39) Bir kadınla para karşılığı, belli zemân evli yaşamağa (Müt’a nikâhı) diyorlar. Böyle nikâh çok sevâbmış. (Müt’a-i devriyye) denilen genel ev hayâtına câiz dedikleri de 227. ci sahîfede yazılıdır.
40) Câriyeyi vakf sûreti ile erkeklere teslîm etmek sahîhdir, derler.

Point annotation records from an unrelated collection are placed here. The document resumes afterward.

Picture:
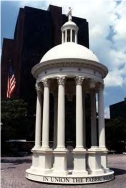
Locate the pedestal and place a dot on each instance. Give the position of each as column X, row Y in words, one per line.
column 94, row 161
column 79, row 156
column 60, row 162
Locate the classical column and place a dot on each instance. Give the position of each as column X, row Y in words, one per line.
column 60, row 153
column 45, row 129
column 65, row 35
column 38, row 116
column 101, row 117
column 101, row 121
column 84, row 122
column 93, row 120
column 79, row 113
column 55, row 120
column 45, row 155
column 94, row 154
column 71, row 35
column 79, row 153
column 61, row 113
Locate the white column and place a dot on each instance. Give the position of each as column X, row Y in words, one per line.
column 101, row 123
column 101, row 117
column 79, row 153
column 84, row 122
column 79, row 113
column 93, row 120
column 55, row 120
column 60, row 153
column 65, row 35
column 71, row 35
column 61, row 113
column 45, row 129
column 94, row 154
column 62, row 37
column 38, row 116
column 75, row 37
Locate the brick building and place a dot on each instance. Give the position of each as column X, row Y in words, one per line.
column 35, row 33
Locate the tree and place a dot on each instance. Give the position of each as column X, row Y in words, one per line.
column 116, row 134
column 16, row 122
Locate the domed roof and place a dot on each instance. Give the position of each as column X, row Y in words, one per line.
column 69, row 23
column 69, row 50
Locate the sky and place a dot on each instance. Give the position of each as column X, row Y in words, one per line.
column 107, row 36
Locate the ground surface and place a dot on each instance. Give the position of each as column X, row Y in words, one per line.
column 13, row 174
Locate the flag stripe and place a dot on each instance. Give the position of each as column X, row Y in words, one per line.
column 11, row 82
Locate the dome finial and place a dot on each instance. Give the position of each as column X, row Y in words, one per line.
column 69, row 14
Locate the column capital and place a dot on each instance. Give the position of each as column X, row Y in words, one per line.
column 92, row 84
column 38, row 87
column 46, row 82
column 101, row 86
column 61, row 80
column 79, row 80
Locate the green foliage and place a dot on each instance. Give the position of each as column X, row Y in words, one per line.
column 16, row 123
column 13, row 109
column 116, row 134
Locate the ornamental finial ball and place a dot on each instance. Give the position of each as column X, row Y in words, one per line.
column 69, row 14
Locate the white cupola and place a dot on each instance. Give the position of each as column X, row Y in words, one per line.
column 69, row 29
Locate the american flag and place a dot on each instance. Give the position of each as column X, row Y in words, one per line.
column 11, row 82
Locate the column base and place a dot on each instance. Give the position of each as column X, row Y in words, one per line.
column 60, row 162
column 94, row 161
column 79, row 155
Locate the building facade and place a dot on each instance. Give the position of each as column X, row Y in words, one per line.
column 36, row 32
column 118, row 110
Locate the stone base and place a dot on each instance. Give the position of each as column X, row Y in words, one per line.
column 68, row 179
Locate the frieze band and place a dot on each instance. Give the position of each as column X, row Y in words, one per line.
column 76, row 180
column 61, row 80
column 46, row 82
column 79, row 80
column 38, row 87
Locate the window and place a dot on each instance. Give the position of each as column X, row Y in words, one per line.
column 73, row 36
column 68, row 35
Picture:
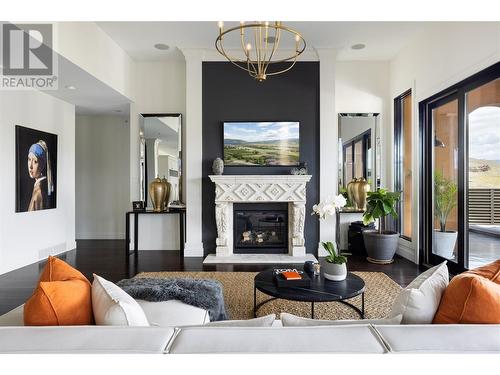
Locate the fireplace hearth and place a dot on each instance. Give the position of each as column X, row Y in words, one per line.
column 260, row 231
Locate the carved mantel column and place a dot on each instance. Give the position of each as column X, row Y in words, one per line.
column 224, row 220
column 297, row 217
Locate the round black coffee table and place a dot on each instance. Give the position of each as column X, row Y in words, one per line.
column 320, row 290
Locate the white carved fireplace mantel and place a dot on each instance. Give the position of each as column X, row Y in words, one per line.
column 231, row 189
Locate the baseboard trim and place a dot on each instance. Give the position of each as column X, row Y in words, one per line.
column 100, row 236
column 407, row 252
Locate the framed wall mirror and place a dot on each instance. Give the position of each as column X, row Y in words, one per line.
column 161, row 154
column 359, row 149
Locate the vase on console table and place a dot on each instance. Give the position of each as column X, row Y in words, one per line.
column 157, row 192
column 168, row 188
column 218, row 166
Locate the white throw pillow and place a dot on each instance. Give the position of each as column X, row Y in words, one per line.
column 419, row 301
column 263, row 321
column 113, row 306
column 290, row 320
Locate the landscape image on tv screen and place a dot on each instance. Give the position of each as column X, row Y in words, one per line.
column 261, row 143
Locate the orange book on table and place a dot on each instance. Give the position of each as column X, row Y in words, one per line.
column 291, row 275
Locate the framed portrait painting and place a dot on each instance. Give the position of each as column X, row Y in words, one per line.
column 36, row 170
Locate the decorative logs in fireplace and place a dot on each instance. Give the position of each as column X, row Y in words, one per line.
column 258, row 230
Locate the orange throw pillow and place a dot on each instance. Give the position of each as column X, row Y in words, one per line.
column 472, row 297
column 62, row 297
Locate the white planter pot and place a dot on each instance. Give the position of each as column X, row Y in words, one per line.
column 334, row 272
column 444, row 243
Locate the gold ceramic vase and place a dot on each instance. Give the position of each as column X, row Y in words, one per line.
column 168, row 188
column 350, row 191
column 361, row 189
column 157, row 192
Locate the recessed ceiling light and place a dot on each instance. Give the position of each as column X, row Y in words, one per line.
column 161, row 46
column 358, row 46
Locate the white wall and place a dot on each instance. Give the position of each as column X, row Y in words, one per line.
column 159, row 87
column 363, row 87
column 442, row 56
column 102, row 178
column 88, row 46
column 27, row 237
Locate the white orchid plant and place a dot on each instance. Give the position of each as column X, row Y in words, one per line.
column 329, row 206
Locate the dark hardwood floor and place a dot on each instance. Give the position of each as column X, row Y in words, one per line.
column 106, row 258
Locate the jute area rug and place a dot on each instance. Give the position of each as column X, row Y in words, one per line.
column 238, row 296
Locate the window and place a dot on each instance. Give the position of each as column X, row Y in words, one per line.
column 403, row 128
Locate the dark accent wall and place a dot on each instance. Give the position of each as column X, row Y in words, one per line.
column 230, row 94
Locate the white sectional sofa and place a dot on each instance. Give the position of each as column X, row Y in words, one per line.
column 179, row 328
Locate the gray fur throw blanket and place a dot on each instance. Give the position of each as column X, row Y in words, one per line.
column 206, row 294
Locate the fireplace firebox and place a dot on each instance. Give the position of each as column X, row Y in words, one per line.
column 260, row 228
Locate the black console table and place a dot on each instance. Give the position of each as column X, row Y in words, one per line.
column 177, row 211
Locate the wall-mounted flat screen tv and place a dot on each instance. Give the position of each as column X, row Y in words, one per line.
column 261, row 143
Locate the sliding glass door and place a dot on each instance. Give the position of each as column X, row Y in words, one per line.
column 483, row 168
column 460, row 173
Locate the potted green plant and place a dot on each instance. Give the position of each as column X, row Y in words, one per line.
column 445, row 200
column 334, row 264
column 381, row 245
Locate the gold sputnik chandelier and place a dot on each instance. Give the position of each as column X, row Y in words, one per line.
column 260, row 43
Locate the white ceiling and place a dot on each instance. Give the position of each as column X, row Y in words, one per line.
column 383, row 39
column 91, row 96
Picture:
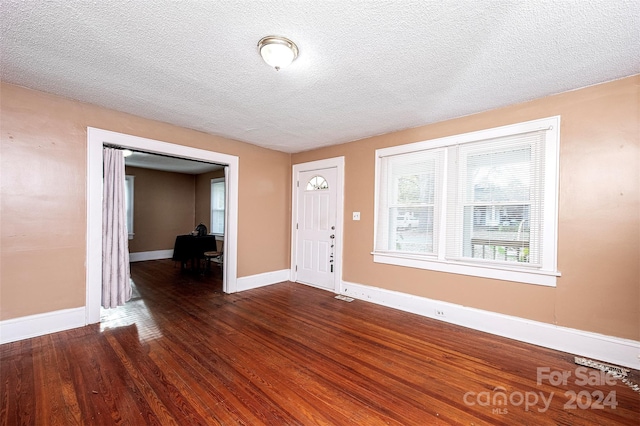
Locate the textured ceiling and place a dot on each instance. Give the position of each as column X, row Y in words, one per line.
column 365, row 67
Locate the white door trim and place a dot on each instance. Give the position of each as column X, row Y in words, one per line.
column 338, row 163
column 95, row 140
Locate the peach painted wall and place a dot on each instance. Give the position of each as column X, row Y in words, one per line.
column 163, row 207
column 599, row 214
column 43, row 160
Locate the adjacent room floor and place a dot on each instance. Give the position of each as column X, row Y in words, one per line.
column 182, row 352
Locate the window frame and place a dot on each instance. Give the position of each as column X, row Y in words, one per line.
column 129, row 182
column 211, row 209
column 546, row 273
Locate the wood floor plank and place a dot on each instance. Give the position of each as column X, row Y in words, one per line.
column 182, row 352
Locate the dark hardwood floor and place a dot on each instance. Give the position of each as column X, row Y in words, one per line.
column 183, row 353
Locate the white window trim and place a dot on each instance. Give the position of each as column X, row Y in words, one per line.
column 547, row 274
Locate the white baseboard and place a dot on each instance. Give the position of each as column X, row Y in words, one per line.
column 40, row 324
column 261, row 280
column 150, row 255
column 613, row 350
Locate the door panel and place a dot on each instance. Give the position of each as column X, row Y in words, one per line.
column 316, row 227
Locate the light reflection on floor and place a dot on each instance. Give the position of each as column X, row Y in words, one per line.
column 134, row 312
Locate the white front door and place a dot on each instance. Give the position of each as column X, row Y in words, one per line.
column 316, row 251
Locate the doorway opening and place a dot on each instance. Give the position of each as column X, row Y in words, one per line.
column 96, row 138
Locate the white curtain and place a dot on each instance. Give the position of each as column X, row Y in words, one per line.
column 116, row 285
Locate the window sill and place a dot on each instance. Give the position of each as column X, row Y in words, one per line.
column 537, row 277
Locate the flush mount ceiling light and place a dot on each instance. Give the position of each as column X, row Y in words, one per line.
column 277, row 51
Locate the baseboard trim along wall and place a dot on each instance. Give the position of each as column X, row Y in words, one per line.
column 600, row 347
column 26, row 327
column 150, row 255
column 261, row 280
column 22, row 328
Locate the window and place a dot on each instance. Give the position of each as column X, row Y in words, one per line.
column 217, row 206
column 482, row 203
column 128, row 199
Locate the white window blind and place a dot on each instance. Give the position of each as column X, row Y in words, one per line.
column 217, row 206
column 407, row 222
column 481, row 203
column 496, row 199
column 128, row 197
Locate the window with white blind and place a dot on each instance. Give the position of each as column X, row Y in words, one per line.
column 481, row 203
column 217, row 206
column 128, row 199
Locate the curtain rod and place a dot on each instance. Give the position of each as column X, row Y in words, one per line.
column 108, row 145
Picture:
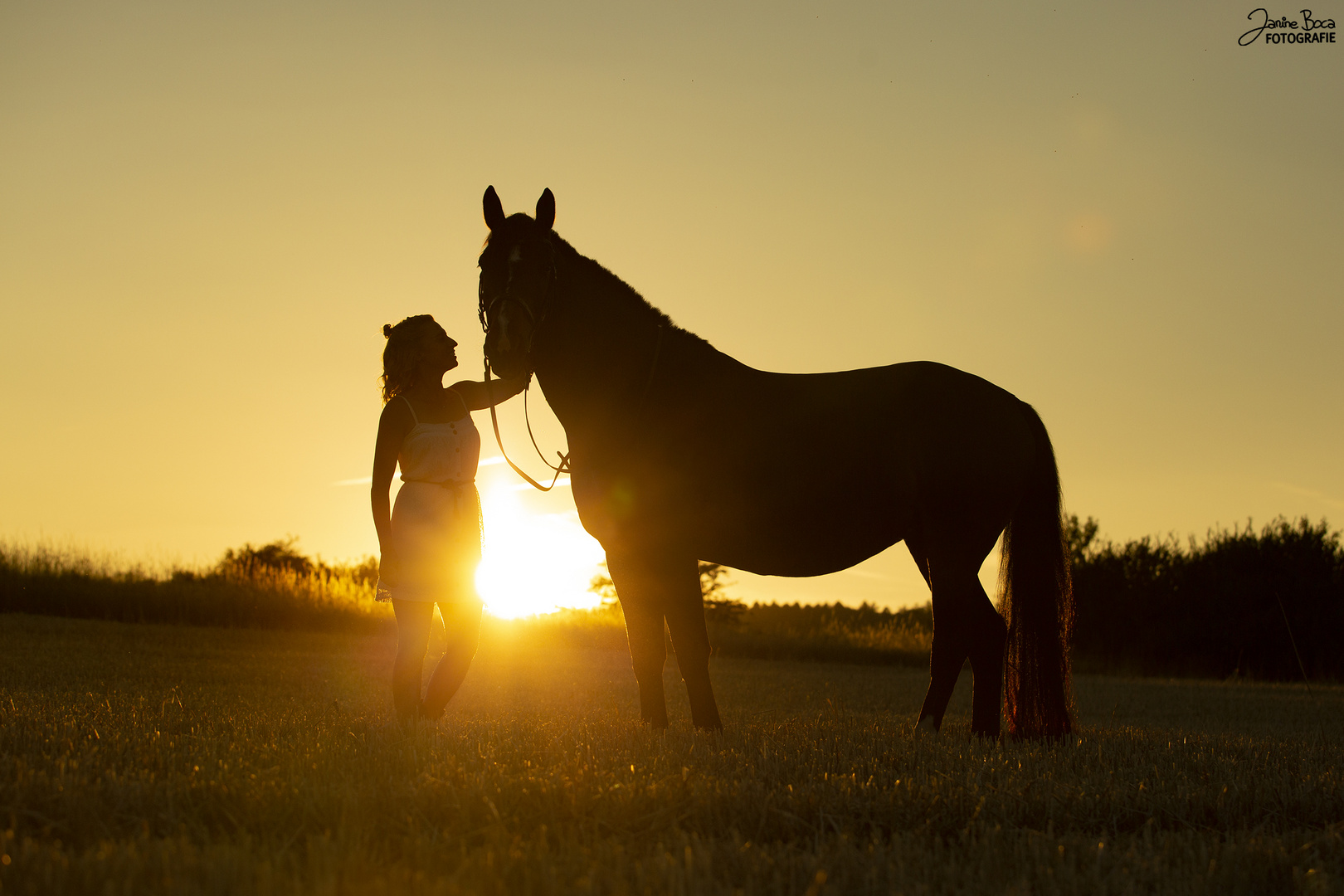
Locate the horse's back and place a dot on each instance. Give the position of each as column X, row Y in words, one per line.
column 816, row 472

41) Seyyid Mahmûd Şükrü Âlûsînin, (1302) hicrî yılında hâzırladığı ve (1373) yılında Kâhirede basılan (Muhtasar-ı Tuhfe-i İsnâ-aşeriyye) adındaki arabî kitâbın 325. ci sahîfesinde diyor ki: Halâda tahâret için kullanılmış olan su ile pişen et ve benzeri temiz olur ve yimesi câiz olurmuş. İstincâda kullanılan suyun temiz olduğu (Minhâc)kitâblarında da yazılıdır.